Chavez’s conversations with her father began to worsen after his arrival at Stewart. He complained about the conditions and the lack of social distancing. He didn’t eat for several days. Soon, he complained that he had a cold.

“I said, ‘Father, why aren’t they deporting you?’ He was confused. I asked, ‘Are they protecting you?’ He told me no,” she recalled. By mid-August, she learned that her father had been taken to a hospital, his condition had worsened, and that he had contracted COVID-19.

In her last conversation with her father on Aug. 17, he was struggling to speak as he gasped for air. Chavez-Alvarez maintained that he did not have COVID-19. Her daughter believed he was in denial.

“I love you, dad,” she told him. “Ask God for strength.”

He sounded terrified, she thought to herself.

“I told him ‘Dad, everything is going to be okay,’” Chavez said. “Nothing was okay.”

Her father died Monday at a hospital in Columbus, Georgia.

Hospital officials said the preliminary cause of death was cardiopulmonary arrest, secondary to complications of COVID-19, according to ICE.

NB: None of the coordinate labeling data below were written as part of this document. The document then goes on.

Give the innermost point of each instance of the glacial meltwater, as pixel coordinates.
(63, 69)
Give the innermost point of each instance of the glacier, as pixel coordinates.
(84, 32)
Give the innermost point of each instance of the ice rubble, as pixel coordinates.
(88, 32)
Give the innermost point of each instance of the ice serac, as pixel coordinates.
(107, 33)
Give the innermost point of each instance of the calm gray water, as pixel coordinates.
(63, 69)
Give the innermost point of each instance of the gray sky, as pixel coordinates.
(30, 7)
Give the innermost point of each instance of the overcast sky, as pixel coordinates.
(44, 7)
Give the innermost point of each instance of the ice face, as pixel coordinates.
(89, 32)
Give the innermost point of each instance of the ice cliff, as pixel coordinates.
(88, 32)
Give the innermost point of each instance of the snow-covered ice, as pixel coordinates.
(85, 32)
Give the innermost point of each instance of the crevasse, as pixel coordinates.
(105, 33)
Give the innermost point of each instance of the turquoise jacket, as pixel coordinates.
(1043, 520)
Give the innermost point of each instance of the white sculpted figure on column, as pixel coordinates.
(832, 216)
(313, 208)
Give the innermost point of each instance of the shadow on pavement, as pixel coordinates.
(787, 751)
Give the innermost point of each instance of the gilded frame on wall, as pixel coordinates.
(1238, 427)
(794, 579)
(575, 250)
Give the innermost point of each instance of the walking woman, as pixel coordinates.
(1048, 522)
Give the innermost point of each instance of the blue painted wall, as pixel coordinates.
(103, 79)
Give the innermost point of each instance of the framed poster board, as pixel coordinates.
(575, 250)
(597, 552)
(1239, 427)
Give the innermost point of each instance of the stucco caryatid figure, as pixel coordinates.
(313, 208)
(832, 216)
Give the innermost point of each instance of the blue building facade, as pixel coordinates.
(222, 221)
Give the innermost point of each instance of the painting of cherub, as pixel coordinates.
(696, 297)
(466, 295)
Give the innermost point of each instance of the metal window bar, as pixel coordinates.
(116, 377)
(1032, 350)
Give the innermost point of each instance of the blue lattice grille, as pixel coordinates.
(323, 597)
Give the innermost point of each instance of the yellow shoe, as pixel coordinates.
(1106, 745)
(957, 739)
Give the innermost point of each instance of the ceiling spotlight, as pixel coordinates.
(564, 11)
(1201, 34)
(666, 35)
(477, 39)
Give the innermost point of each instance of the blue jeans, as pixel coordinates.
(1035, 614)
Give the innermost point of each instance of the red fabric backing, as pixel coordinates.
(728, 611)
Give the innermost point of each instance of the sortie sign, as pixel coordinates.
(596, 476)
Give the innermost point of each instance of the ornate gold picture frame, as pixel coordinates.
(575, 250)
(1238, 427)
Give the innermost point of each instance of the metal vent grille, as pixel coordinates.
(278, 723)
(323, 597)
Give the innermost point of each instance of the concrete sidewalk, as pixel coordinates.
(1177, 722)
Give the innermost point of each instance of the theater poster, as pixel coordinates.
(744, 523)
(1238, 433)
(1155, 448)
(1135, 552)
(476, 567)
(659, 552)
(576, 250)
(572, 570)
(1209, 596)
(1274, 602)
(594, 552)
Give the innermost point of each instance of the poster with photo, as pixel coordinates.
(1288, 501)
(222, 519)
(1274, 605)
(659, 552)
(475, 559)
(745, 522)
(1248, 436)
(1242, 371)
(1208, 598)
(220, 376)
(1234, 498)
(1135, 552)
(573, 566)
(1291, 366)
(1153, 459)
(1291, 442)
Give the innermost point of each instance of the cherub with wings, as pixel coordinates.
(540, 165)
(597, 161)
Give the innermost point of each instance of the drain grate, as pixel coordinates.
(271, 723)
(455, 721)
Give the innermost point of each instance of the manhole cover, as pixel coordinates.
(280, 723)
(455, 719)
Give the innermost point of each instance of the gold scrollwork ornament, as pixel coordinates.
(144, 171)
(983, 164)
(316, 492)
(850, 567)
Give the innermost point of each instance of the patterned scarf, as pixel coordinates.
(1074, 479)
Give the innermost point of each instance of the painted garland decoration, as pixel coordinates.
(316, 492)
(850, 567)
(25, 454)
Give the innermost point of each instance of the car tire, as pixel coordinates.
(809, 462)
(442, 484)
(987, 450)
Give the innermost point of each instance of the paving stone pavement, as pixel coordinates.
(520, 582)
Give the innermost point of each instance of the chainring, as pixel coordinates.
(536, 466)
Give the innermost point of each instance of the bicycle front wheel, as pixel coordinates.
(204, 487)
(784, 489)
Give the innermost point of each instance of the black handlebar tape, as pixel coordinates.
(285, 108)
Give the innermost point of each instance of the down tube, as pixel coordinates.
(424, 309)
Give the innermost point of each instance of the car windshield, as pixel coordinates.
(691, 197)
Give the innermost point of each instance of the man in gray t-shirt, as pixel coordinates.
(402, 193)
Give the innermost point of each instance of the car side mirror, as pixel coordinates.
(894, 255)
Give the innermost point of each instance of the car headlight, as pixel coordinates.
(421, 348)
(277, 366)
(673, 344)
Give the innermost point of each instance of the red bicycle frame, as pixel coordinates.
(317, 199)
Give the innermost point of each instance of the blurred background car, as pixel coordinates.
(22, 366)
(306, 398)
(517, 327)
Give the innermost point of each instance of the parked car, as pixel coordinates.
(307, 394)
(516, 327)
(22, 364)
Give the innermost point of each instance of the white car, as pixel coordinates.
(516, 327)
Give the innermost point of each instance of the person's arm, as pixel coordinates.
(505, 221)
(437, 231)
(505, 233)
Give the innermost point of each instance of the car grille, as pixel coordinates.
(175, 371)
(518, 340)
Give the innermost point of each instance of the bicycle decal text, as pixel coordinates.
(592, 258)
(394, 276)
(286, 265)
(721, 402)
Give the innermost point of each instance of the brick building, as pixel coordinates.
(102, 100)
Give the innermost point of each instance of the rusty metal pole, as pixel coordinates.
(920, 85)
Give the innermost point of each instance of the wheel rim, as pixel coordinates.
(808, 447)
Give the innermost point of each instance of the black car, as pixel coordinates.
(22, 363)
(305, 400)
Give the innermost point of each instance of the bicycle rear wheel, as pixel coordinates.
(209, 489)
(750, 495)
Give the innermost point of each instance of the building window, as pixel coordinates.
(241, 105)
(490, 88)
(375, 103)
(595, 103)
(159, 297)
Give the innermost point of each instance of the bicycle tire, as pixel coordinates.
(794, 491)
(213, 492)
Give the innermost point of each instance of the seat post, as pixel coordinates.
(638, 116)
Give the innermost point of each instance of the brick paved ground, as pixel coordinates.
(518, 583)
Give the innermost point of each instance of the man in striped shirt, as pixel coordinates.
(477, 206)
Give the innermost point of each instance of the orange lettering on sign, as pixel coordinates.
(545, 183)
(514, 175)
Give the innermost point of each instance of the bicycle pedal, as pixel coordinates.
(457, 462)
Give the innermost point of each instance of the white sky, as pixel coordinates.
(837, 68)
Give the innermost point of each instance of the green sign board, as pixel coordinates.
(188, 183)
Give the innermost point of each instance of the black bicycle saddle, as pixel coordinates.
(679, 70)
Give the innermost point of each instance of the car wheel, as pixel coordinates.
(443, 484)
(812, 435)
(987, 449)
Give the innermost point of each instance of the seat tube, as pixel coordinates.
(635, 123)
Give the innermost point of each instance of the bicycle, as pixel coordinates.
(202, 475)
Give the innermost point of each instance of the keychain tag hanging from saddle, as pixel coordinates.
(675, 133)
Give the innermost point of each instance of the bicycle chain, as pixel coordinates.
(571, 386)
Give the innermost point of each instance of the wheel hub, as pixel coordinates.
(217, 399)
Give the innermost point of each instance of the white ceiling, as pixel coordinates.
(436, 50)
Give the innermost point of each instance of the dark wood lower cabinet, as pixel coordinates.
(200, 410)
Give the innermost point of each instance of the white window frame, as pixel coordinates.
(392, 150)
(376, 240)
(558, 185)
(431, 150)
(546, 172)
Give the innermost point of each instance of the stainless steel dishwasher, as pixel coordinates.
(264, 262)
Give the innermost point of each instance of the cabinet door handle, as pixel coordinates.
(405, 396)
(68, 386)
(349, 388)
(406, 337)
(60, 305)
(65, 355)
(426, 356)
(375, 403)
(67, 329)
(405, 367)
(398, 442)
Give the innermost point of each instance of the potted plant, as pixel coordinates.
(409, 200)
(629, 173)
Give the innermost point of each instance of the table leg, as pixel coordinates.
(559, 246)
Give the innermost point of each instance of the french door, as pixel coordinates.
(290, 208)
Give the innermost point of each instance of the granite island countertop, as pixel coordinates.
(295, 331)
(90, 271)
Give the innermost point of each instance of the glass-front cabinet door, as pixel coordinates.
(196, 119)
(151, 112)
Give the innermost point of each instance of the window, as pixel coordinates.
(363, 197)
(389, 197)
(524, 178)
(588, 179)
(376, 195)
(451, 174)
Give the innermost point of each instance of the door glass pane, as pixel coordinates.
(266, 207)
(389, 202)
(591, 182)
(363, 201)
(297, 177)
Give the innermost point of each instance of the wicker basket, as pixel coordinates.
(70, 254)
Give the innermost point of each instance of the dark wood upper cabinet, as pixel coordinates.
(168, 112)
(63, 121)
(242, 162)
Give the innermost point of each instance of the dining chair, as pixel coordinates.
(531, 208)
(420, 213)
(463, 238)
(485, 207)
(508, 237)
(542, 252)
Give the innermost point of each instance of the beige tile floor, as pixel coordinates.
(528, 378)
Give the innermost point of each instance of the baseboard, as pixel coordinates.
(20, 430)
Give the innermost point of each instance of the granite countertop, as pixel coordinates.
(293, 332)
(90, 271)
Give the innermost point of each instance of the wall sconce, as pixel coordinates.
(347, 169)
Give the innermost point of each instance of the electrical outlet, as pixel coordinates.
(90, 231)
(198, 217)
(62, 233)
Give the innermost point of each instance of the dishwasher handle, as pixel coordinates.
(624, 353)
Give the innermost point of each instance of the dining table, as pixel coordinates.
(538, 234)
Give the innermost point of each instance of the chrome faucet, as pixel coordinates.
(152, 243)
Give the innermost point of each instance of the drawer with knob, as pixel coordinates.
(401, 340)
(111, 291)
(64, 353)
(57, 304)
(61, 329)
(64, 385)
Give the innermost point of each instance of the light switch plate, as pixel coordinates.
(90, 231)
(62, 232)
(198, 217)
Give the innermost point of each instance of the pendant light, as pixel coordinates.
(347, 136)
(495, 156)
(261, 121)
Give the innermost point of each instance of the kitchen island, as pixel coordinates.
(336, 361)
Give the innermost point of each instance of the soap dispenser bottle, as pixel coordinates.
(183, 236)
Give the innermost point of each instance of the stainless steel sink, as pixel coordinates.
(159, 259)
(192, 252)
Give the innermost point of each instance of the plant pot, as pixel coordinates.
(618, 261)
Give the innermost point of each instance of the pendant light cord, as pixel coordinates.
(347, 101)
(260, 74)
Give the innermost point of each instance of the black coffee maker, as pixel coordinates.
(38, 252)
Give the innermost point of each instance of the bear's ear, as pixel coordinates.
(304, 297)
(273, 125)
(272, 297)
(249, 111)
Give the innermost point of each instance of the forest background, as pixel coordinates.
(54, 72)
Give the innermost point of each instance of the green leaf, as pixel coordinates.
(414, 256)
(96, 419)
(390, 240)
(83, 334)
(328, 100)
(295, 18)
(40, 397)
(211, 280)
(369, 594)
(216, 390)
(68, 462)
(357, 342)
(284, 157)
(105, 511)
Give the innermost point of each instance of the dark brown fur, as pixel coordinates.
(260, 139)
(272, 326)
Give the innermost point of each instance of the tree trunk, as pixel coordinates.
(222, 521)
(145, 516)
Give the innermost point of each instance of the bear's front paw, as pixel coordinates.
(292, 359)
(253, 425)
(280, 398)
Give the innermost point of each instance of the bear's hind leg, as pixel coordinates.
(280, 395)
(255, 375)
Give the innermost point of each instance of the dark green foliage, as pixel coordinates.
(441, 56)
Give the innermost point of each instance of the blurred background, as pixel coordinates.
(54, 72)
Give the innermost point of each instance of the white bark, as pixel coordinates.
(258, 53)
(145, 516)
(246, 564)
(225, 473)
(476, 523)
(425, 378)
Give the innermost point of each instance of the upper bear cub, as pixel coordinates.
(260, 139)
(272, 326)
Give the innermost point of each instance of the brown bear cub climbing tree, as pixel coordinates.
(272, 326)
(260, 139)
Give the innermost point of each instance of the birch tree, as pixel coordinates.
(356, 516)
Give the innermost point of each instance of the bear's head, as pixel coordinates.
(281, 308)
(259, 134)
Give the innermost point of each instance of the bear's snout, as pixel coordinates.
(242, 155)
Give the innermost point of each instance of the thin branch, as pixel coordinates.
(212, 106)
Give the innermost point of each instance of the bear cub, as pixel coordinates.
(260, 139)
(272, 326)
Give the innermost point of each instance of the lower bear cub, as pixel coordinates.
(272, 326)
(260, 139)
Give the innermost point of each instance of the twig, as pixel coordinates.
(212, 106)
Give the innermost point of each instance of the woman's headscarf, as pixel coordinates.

This week, the House Homeland Security Committee released a report that found people detained by ICE are often given deficient medical care, and that detention centers use segregation as a threat against immigrants. The report was based on tours of eight ICE detention centers, interviews, and facility inspection reports. The committee also found that ICE and its contractors frequently demonstrated an indifference to the mental and physical care of immigrants in their custody.

In fiscal year 2020, which ends Sept. 30, 20 immigrants, including Chavez-Alvarez, have so far died in ICE custody, the highest annual number since 2005.

“After serving nearly 30 years in jail, we finally had some light shine, and to end like this is just tragic,” Chavez said as she cried. “I think [ICE] is fully responsible. They’ve had previous deaths. How many deaths do they need to do things correctly? These are humans.”

Zoe Tillman contributed reporting to this story.